Hoy en día el matrimonio está sufriendo uno de los peores embates de su historia. De igual forma, en siglos pasados, diversos pensadores sostenían que para destruir los valores de la civilización occidental, antes habría que aniquilar el concepto de familia. Esas ideologías actualmente han vuelto a la carga con particular virulencia.
Ante la creciente propaganda de algunos políticos, figuras relevantes, intelectuales y ciertos medios de comunicación, existe el peligro que en los que sí creen en el matrimonio y en la familia les sobrevenga un estado de profundo desánimo, tristeza, de queja interna y concluir de manera pesimista que: “Esta situación social y pérdida de valores no tiene remedio”.
La verdad de las cosas es que es un error llegar a esta deducción. Desde el punto de vista antropológico y a través de muchos siglos en la historia de la humanidad, el matrimonio ha sido y sigue siendo la unión más estable por excelencia, la célula fundamental de la sociedad, en la que un hombre se une para toda la vida con una mujer en orden a tener hijos, a fundar una familia.
Es en el hogar donde se crían y educan a los hijos; dónde se recibe el afecto y cariño de los padres y hermanos; dónde se forjan los caracteres y personalidades; dónde aprenden los hijos a vivir las virtudes y valores para que, en el futuro, sean personas de bien; para que con un quehacer profesional prestigioso aporten un beneficio directo a la sociedad como ciudadanos responsables y participativos.
Sabemos que en la familia se juega el futuro de la humanidad, porque los valores que se transmiten van de generación en generación y de ese bagaje de virtudes, de positivos ejemplos y formativos conceptos, es lo que se denomina con el nombre de cultura. Y a esta “cultura familiar”, que ama y respeta la vida humana, pertenecemos.
Pero nadie nace sabiendo cómo ser buen padre o madre. Para cumplir adecuadamente con esas importantes funciones es necesario dedicar tiempo a los hijos y prepararse bien, por ejemplo, tomando cursos de orientación familiar o leyendo libros sobre cómo mejorar en la educación de los hijos.
Otro aspecto destacado es que unas familias pueden ayudar a otras familias que lo necesiten o requieran.
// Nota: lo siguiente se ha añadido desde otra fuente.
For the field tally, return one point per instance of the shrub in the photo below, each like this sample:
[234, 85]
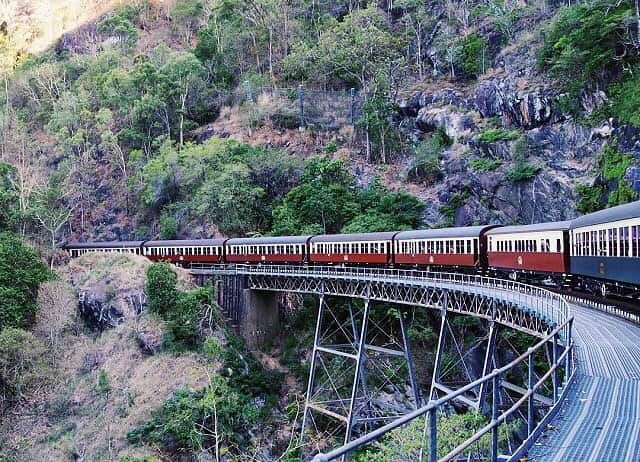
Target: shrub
[473, 54]
[103, 387]
[188, 419]
[590, 42]
[168, 227]
[522, 172]
[21, 273]
[21, 363]
[493, 135]
[161, 287]
[449, 210]
[589, 198]
[610, 184]
[625, 100]
[426, 166]
[485, 164]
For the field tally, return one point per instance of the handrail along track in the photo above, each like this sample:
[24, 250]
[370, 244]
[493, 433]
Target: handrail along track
[539, 312]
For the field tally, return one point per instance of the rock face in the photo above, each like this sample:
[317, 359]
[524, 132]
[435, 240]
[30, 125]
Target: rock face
[526, 110]
[103, 307]
[110, 287]
[455, 124]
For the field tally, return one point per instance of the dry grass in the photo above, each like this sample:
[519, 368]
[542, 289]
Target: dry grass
[104, 386]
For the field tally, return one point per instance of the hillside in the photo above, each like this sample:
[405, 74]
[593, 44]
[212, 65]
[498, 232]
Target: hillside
[143, 119]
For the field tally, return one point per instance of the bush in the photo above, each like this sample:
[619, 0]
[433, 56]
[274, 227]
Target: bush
[610, 184]
[188, 419]
[180, 310]
[449, 210]
[162, 280]
[21, 273]
[21, 363]
[426, 166]
[590, 42]
[482, 164]
[168, 227]
[493, 135]
[473, 54]
[624, 102]
[522, 172]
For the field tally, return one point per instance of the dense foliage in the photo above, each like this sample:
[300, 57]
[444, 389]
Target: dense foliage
[591, 44]
[179, 309]
[219, 417]
[610, 187]
[22, 363]
[221, 182]
[21, 272]
[328, 201]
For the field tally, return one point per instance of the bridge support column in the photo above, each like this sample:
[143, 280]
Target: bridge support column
[259, 316]
[252, 314]
[361, 371]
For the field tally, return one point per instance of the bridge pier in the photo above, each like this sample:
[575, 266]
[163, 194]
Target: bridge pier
[259, 317]
[252, 314]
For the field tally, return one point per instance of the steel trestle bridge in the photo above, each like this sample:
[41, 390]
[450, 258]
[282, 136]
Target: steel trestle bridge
[351, 340]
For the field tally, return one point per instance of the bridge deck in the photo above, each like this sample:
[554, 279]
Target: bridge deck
[600, 422]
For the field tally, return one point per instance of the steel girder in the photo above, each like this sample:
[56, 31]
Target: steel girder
[490, 308]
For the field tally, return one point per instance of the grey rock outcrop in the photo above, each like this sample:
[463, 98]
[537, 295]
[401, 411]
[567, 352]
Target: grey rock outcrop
[454, 123]
[527, 110]
[103, 307]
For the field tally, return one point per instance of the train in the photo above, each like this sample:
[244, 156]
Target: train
[597, 253]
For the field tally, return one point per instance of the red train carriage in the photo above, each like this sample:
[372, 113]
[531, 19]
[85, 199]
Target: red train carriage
[541, 248]
[361, 248]
[77, 249]
[185, 251]
[284, 249]
[452, 247]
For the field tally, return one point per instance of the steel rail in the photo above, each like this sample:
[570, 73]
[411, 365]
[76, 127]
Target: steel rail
[550, 307]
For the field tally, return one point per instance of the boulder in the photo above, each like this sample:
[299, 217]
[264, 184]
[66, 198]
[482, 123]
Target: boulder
[102, 306]
[454, 123]
[523, 109]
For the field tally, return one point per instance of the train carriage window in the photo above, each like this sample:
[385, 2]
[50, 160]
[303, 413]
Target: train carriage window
[613, 242]
[602, 242]
[635, 241]
[624, 241]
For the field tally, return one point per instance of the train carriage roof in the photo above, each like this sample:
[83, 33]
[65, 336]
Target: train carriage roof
[103, 245]
[538, 227]
[621, 212]
[268, 240]
[186, 243]
[443, 233]
[355, 237]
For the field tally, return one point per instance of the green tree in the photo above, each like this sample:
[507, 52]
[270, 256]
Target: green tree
[360, 50]
[328, 201]
[9, 203]
[118, 25]
[472, 53]
[168, 227]
[22, 363]
[589, 43]
[162, 289]
[21, 273]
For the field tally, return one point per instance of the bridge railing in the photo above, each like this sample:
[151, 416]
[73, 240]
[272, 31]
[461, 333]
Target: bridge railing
[498, 417]
[549, 306]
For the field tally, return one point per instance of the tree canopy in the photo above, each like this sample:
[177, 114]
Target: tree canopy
[21, 273]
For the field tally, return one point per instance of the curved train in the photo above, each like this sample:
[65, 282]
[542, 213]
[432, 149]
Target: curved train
[598, 252]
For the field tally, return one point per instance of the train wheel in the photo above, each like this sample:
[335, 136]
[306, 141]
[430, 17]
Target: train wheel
[603, 289]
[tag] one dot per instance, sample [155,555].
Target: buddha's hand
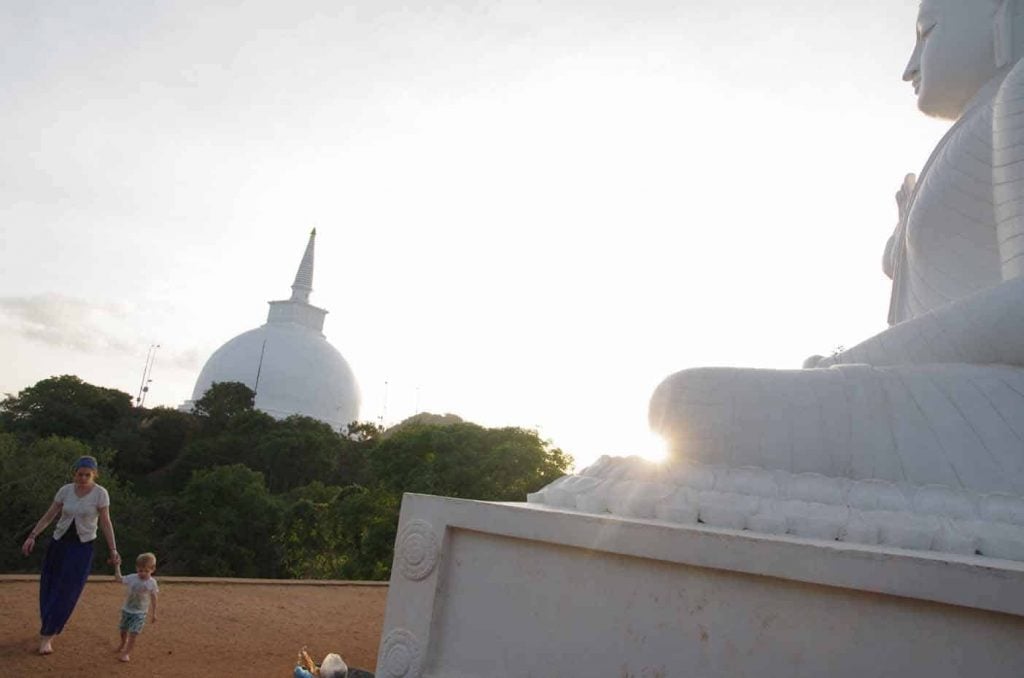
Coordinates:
[903,197]
[813,362]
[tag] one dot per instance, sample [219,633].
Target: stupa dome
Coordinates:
[288,362]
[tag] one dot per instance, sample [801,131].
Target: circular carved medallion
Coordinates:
[399,655]
[417,549]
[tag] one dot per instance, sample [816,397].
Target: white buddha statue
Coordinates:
[925,420]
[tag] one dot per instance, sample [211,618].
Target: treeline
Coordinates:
[228,491]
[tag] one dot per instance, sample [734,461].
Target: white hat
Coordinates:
[333,667]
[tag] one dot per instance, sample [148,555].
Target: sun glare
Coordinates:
[653,448]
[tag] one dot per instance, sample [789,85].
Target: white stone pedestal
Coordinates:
[485,589]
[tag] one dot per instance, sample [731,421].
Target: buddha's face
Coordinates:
[953,55]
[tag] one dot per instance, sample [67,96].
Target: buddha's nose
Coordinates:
[913,65]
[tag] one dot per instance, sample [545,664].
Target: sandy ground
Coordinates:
[205,628]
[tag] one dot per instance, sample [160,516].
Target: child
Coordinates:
[141,596]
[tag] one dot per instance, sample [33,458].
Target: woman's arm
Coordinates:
[108,527]
[52,512]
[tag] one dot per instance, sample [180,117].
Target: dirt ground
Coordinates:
[207,628]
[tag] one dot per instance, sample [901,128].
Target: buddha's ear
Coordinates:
[1008,29]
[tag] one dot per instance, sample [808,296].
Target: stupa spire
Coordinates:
[303,284]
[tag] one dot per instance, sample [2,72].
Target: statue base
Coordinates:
[491,589]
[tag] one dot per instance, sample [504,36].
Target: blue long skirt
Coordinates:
[66,569]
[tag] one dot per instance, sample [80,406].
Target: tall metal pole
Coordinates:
[147,373]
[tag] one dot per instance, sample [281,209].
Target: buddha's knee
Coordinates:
[693,404]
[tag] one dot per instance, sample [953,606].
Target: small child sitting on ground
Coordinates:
[140,598]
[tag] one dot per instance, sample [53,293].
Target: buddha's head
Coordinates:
[960,47]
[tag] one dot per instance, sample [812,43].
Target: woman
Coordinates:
[82,506]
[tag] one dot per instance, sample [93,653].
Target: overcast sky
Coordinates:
[528,213]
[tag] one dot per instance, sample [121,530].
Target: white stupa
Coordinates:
[288,362]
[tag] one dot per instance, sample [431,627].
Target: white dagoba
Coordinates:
[288,362]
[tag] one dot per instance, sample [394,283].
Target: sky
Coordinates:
[528,213]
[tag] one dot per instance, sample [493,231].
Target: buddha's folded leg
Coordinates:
[958,425]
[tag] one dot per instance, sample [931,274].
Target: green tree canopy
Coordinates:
[222,401]
[468,461]
[67,407]
[226,522]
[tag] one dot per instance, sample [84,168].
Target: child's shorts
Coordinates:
[132,622]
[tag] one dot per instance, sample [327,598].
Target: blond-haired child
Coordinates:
[140,598]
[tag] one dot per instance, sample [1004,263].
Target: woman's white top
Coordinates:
[83,510]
Se puede brindar formación a los papás sobre los fines del matrimonio (unidad e indisolubilidad); sobre la importancia de la fidelidad conyugal; acerca de dar buen ejemplo a los hijos (“Fray ejemplo, es el mejor predicador”, dice el proverbio); experiencias enriquecedoras que unos padres pueden pasar a otros sobre cómo explicaron a sus hijos la sexualidad, el noviazgo; cómo educaron a sus hijos en la fe; en la práctica de determinadas virtudes humanas, etc.
Pero quizá lo que más conmueve a las otras familias es cuando unos matrimonios con sus hijos les ofrecen, con naturalidad, un testimonio de alegría, de unión, de cordialidad, de buen humor y optimismo y es que el ejemplo arrastra.
Me gusta ver con detalle esas fotografías en las aparecen los abuelos -que cumplieron 50 años de casados (o más)- y figuran sus hijos, sus nietos y varios bisnietos. Los semblantes de alegría de todos los integrantes de esa familia, comenzando por el gozo y el sano orgullo de los abuelos, lo dice todo. “Un ejemplo dice más que mil palabras”, se suele decir, y una familia unida y feliz hace un bien enorme a otras familias y a la sociedad entera.